This will completely throw Cross, the writer thought, fighting against a smile. He’ll never, ever see this one coming.
Chapter
26
I finally got home around nine forty that Saturday evening. Ali was already asleep, but Jannie was still up, eating strawberry ice cream and watching The Colbert Report, her favorite show, on TiVo.
“Hey, stranger,” I said, and kissed her on the forehead.
“Hi, Daddy,” she said. “Don’t you think Stephen Colbert is the fastest thinker ever?”
“He’s lightning quick with the comebacks,” I agreed. “But a guy named Johnny Carson could have given him a run for his money.”
“Who’s Johnny Carson?”
“Poor girl,” I said, feeling older by the minute.
“I got an A on my history paper,” she boasted. “And Coach says my times are really dropping in the four hundred.”
I bumped knuckles with her and said, “See? Good things do happen to people who work hard.”
She rolled her head to one side as if she didn’t want to agree, but she nodded, said, “I’m going to do that with all my classes and sports now.”
“Excellent move,” I said.
Jannie was a freshman and the transition into high school life at Benjamin Banneker had been a little rough at first. She hadn’t known how to handle the workload. It was nice to hear she’d figured out that working harder might help.
“Bree home yet?” I asked.
“Taking a shower,” Jannie replied.
“Ali and Nana?”
“Gone to sleep. Dad?”
“Yeah,” I said, going to one of the coolers that we were now using instead of a refrigerator and getting a beer.
“Did you notice that Nana Mama seems sad these days? I thought she’d be happy about the new kitchen and the addition. But today when she found out they were going to cut out the back wall in a few days, I thought she was going to start crying.”
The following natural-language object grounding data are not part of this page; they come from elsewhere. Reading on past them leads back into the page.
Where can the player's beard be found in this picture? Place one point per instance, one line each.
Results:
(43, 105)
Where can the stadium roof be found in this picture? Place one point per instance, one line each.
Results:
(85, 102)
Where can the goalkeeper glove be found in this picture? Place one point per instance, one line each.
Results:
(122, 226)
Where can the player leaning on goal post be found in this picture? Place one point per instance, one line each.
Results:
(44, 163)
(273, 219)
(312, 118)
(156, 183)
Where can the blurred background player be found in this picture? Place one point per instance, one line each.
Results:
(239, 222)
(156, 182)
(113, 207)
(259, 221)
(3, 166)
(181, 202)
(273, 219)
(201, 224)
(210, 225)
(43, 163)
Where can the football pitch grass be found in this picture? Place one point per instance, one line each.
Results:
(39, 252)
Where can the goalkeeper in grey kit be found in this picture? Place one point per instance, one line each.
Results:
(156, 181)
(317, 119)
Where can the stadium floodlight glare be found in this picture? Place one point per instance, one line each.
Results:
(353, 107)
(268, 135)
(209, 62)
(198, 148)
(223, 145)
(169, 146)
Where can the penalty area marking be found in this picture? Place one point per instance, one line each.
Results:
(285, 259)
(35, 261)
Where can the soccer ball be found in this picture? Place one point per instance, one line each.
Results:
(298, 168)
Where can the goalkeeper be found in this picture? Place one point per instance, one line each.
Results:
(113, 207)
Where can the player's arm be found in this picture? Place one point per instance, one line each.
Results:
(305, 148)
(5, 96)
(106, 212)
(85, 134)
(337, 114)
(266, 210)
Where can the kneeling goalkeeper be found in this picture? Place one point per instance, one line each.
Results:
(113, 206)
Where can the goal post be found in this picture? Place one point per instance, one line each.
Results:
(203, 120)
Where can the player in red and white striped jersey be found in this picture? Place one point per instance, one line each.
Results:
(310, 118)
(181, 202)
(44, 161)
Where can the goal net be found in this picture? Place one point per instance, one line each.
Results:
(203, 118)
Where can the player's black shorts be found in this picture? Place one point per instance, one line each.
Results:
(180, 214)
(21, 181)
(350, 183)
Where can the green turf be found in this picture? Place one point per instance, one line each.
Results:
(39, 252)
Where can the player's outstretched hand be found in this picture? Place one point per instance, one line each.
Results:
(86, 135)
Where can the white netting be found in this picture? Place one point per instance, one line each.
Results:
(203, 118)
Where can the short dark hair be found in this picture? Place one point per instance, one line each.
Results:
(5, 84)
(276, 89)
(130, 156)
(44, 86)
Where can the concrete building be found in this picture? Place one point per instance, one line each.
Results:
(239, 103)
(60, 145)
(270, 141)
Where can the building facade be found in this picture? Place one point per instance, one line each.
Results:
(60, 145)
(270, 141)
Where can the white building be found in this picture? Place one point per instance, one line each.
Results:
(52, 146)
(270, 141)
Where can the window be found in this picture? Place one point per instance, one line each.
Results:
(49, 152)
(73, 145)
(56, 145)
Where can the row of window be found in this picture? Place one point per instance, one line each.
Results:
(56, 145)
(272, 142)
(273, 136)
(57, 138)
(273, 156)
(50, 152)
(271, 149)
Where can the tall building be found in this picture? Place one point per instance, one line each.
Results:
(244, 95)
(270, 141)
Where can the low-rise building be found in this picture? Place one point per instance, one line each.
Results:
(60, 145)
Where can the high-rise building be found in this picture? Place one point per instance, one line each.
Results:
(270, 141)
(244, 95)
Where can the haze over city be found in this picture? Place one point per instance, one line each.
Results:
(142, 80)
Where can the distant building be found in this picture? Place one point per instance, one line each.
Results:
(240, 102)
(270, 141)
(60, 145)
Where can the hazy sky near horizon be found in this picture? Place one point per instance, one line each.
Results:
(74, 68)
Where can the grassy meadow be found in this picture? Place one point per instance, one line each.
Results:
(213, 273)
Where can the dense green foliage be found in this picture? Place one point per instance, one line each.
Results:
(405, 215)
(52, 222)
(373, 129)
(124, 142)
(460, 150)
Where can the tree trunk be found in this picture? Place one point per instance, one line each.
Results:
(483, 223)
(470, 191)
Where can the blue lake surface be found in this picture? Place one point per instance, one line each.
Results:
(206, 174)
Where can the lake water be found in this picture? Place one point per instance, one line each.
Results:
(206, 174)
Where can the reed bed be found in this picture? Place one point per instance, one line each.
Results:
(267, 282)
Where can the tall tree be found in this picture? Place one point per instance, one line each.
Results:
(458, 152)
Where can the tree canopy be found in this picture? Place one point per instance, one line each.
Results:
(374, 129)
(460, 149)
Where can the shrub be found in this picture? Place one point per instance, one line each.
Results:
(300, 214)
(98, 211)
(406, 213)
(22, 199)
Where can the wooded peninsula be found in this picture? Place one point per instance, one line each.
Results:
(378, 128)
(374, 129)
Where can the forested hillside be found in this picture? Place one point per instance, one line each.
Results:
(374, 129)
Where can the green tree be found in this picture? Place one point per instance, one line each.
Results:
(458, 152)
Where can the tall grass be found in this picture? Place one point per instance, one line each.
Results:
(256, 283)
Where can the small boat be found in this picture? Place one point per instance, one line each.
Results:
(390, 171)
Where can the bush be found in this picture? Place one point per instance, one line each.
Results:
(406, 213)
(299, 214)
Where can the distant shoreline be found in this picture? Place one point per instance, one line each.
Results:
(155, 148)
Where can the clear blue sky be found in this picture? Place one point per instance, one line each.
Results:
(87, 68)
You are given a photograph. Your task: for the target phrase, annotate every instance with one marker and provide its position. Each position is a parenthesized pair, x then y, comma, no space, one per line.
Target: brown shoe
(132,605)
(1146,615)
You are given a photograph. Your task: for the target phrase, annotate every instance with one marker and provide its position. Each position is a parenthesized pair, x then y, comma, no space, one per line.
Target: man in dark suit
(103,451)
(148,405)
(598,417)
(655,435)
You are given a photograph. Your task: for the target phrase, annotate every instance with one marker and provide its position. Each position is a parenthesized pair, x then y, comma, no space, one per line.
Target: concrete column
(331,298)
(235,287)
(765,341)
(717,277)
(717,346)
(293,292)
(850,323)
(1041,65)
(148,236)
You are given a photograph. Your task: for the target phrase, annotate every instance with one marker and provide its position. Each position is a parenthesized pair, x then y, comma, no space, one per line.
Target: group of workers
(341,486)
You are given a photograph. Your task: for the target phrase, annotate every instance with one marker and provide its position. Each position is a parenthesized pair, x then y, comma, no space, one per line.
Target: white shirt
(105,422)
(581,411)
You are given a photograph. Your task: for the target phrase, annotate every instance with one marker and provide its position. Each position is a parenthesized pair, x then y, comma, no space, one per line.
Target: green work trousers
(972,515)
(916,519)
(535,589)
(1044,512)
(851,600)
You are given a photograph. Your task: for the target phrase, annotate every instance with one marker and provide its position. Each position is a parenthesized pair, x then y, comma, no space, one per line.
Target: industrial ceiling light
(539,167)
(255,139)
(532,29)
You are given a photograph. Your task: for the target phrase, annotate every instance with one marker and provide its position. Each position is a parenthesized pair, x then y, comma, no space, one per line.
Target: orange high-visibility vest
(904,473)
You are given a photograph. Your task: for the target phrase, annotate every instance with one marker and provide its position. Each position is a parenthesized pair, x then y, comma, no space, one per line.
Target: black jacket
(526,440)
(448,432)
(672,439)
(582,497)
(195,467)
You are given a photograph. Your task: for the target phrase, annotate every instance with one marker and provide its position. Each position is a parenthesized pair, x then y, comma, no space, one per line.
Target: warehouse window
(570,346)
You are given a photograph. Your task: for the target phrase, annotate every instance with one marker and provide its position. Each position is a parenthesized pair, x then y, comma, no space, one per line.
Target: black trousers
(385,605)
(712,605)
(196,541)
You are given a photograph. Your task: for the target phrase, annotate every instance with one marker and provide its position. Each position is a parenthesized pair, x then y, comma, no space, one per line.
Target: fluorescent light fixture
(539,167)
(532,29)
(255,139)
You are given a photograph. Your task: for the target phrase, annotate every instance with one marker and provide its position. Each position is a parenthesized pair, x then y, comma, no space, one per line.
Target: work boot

“I think she will be happy once it’s all done, but this kind of thing, living in a construction site, and everything new and chaotic, it’s tough for a lady her age.”
“I don’t like other people walking around in our house.”
“Necessary evil,” I said, hearing Bree coming down the stairs.
The Colbert Report came back on, seizing Jannie’s attention, and I went to my wife and wrapped her up in my arms.
“You smell so good,” I said.
“And you smell so bad,” she replied, giving me a peck on the lips and then pulling back to head into the dining room.
“I’ll take a shower before bed,” I said, following. “Good day?”
“Tough day,” she allowed, getting herself a beer. “But we made progress.”
“You got hits on the AMBER alert?”
“No, nothing that positive, unfortunately. But we’ve got an artist’s sketch of the woman based on the descriptions the two women at the day care center gave us.”